Public and private sector leaders convened by the IDB to address the inseparable linkage between the fiscal crisis confronting the Caribbean and the reality of paying some of the world’s highest per capita energy costs

There is an inseparable linkage between the fiscal crisis confronting the Caribbean Region and the reality of paying some of the world’s highest per capita energy costs. Covering the ever-increasing cost of energy places enormous pressure on countries whose national budgets are often already heavily indebted.

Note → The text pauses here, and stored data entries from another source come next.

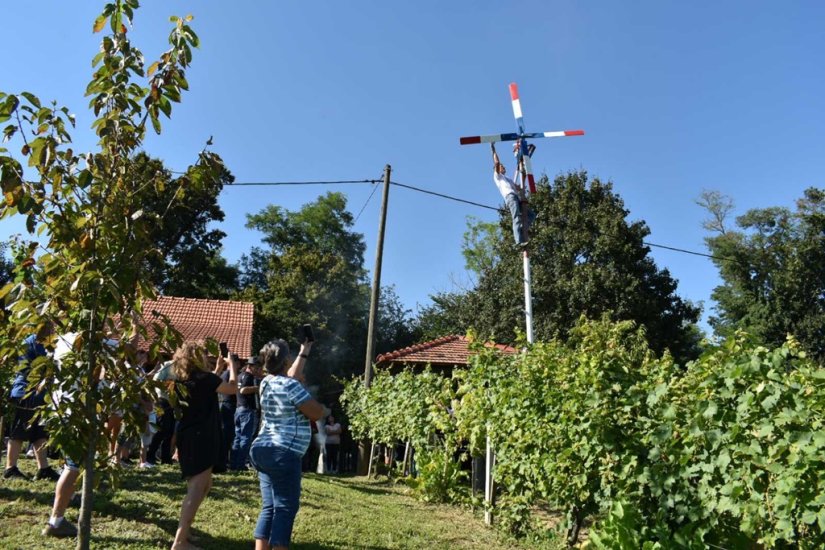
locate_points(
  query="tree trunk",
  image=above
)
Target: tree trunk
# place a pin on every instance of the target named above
(576, 518)
(406, 459)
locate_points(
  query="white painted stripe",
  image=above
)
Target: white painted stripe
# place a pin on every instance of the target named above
(517, 108)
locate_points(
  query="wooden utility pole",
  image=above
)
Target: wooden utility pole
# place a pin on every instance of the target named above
(376, 278)
(363, 467)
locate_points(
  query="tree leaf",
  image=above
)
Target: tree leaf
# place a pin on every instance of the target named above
(100, 22)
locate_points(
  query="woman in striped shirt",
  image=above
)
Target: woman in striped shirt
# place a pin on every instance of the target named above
(286, 410)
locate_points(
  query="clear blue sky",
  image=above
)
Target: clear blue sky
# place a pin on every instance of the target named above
(675, 97)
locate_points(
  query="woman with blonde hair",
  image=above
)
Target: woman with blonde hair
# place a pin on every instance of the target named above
(198, 432)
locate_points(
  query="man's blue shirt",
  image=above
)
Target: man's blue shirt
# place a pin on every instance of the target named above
(34, 349)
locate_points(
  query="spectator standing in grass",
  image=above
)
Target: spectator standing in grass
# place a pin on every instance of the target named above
(246, 417)
(283, 439)
(25, 423)
(226, 408)
(198, 432)
(333, 443)
(162, 439)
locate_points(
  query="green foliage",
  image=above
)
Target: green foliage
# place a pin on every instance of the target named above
(83, 271)
(739, 446)
(586, 258)
(563, 417)
(395, 328)
(440, 477)
(312, 272)
(772, 271)
(410, 407)
(6, 266)
(727, 451)
(186, 260)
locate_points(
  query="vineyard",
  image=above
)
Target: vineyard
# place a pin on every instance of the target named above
(727, 451)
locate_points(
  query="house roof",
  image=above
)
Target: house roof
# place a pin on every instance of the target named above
(198, 319)
(449, 350)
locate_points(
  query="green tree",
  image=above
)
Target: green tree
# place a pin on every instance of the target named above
(311, 272)
(86, 275)
(773, 270)
(586, 259)
(187, 260)
(449, 313)
(395, 327)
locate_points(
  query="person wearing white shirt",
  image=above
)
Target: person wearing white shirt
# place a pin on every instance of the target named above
(510, 192)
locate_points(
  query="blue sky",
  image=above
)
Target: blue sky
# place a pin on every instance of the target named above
(675, 97)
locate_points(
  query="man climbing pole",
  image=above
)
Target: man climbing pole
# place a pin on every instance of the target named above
(513, 198)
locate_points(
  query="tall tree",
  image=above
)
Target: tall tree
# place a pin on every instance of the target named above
(86, 276)
(312, 271)
(395, 328)
(587, 259)
(773, 270)
(187, 259)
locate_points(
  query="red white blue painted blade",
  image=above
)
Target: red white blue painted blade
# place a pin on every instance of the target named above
(563, 133)
(528, 167)
(517, 107)
(488, 139)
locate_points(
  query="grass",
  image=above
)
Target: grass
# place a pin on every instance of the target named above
(336, 513)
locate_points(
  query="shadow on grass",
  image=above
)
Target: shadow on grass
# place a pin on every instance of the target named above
(377, 490)
(8, 494)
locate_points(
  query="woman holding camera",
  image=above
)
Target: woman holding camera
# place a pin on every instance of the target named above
(198, 432)
(286, 410)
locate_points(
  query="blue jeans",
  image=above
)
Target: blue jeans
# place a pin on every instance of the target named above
(245, 422)
(514, 206)
(279, 473)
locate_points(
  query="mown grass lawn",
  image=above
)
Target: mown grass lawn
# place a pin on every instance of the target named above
(336, 513)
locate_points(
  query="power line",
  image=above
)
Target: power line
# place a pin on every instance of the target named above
(442, 195)
(711, 256)
(456, 199)
(265, 183)
(374, 189)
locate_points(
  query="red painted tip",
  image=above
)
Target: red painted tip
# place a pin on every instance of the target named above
(513, 91)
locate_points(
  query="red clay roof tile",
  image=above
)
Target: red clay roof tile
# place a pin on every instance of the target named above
(448, 350)
(197, 319)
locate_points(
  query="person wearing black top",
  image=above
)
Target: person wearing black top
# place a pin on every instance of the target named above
(198, 432)
(246, 418)
(226, 407)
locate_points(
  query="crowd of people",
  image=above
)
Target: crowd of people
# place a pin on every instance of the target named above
(233, 414)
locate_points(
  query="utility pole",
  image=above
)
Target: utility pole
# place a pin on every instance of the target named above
(376, 278)
(525, 170)
(363, 460)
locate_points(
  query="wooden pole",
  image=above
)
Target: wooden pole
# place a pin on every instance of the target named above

On December 5, 2013, the IDB hosted a regional, ministerial-level energy conference entitled, “The Caribbean’s Energy Future: A Pathway to Regional Fiscal Stability” in Washington, DC. IDB President Luis Alberto Moreno opened the conference with a regional call to action. Dr. Ernest Moniz, the United States’ Secretary of Energy, gave the keynote address and conveyed his government’s support for a new Caribbean regional energy market. The key objectives of the event were to provide a forum to examine the issues associated with the region’s high energy costs and associated impacts, explore options for addressing this problem, and set forth a roadmap that will assist the Caribbean region in developing a cleaner, more cost effective, and sustainable energy matrix.

Senior-level public officials, key private-sector and multilateral agency decision-makers from throughout the Caribbean region and North America engaged in discussions on a wide range of energy-focused topics, including:

  • Examining the region’s energy flows and defining the level of alleviation that energy sector changes can bring to national budgets;
  • Presenting results of pre-feasibility studies for the establishment of a natural gas market in the region;
  • Discussing how advances in technologies related to natural gas, energy efficiency, and multiple renewable energy technologies help to diversify national and regional markets;
  • Identifying ways to advance a new energy agenda through Public-Private Partnerships (PPP) and shared action by Caribbean states;
  • Defining the key “bankability” requirements for the multilateral financial institutions in order to finance potential PPP initiatives in the region.

Among the highlights of the event was a presentation by Roberto Vellutini, the IDB’s vice president for countries, on a new regional PPP energy financing mechanism, and the release of a new pre-feasibility study on the energy matrices of most Caribbean states and another study on the potential market for natural gas as a fuel for power generation in the Caribbean.